Samuel L Jackson picks his favourite western: “It’s a classic story”

What would an actor’s answer be to the question “What is your favourite western film?” when they’ve starred in one themselves under one of Hollywood’s most legendary directors? They might as well name their own. But not Samuel L Jackson. Despite working on a number of westerns, his favourite remains the one that broke away from all the usual tropes.

Jackson has worked with Quentin Tarantino, starring in his critically and commercially acclaimed The Hateful Eight as the morally ambiguous Major Marquis Warren, which remains one of his most powerful performances. He dominated every scene he was in, whether as an intelligent character or a menacing presence with cold-blooded ruthlessness. His monologue about a personal act of revenge is still enough to send a chill down one’s spine. But for the actor, it’s Clint Eastwood’s 1992 film Unforgiven that ticks all the boxes for being the best western.

Typical westerns rely almost entirely on over-the-top heroism, good beats evil, and lengthy gunfights (and looking stylish while doing it). But not Unforgiven. The film, which stars Eastwood in the lead role of the ageing and retired gunslinger William Munny, refused to leave its audience with surface-level experiences. It wanted them to feel the anguish, moral ambiguity, and thirst for vengeance and violence, but not without making them recognise the price one has to pay for it all.

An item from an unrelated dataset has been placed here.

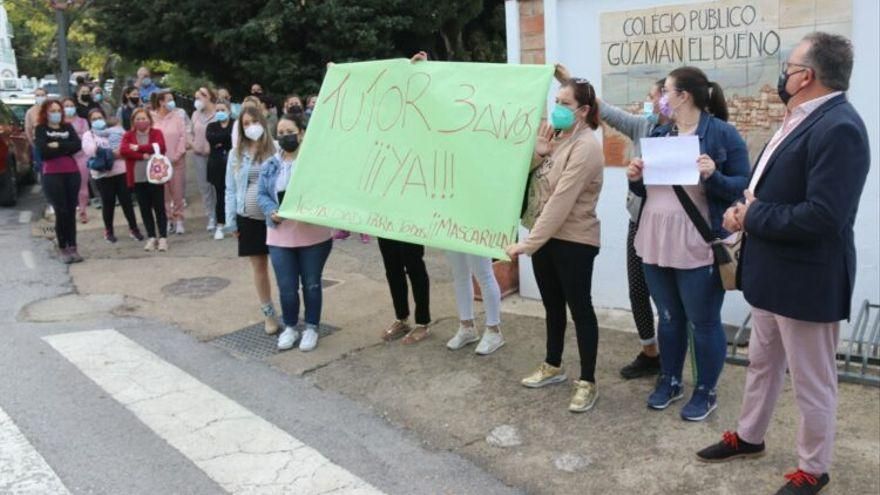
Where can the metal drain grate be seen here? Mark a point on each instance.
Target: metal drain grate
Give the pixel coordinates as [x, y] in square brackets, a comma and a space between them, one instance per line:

The movie’s plot posed a significant shift in the western genre since, at the time, no other film had dared to exist outside the tried-and-tested mould.

As Munny, after years of farming, embarks on this journey of seeking retribution for others—prostitutes who wanted a couple of cowboys dead after they disfigured one of them out of spite—along with another retired gunslinger, Ned Logan (Morgan Freeman), he faces death and is unable to remain psychologically aloof in its face. This bare-faced humanity, along with Eastwood’s refusal to dramatise his characters or the plot with unnecessary machismo, is what made Unforgiven relatable in 1992 and maintains its ability to connect with audiences even today.

This explains why Jackson always picks Unforgiven as his favourite western, even during a 2016 interview with Eye for Film, where he was promoting The Hateful Eight. The movie’s narrative boldly redesigned the western drama genre, managing to strike a chord with its audience—a feat that makes Jackson see it as a “classic story”.

“You know, men who reached a point in their lives where they understand the kind of toll they’ve taken as they lived their lives and what the value of life really is. And what it really takes to kill someone and what that toll is on you,” he explained.

It was this drive to be a film narrating the human experience without the rose-tinted glasses that won Unforgiven four Academy Awards at the 65th Oscars in 1993—‘Best Picture’ and ‘Best Director’ for Eastwood, ‘Best Supporting Actor’ was bagged by Gene Hackman for playing the notorious Little Bill Daggett, while Joel Cox took home the ‘Best Film Editing’. Of course, that’s minus the critical acclaim, the preserving popularity as the best of the genre, and its status as a shining gem in Eastwood’s long-spanning career of epic masterpieces.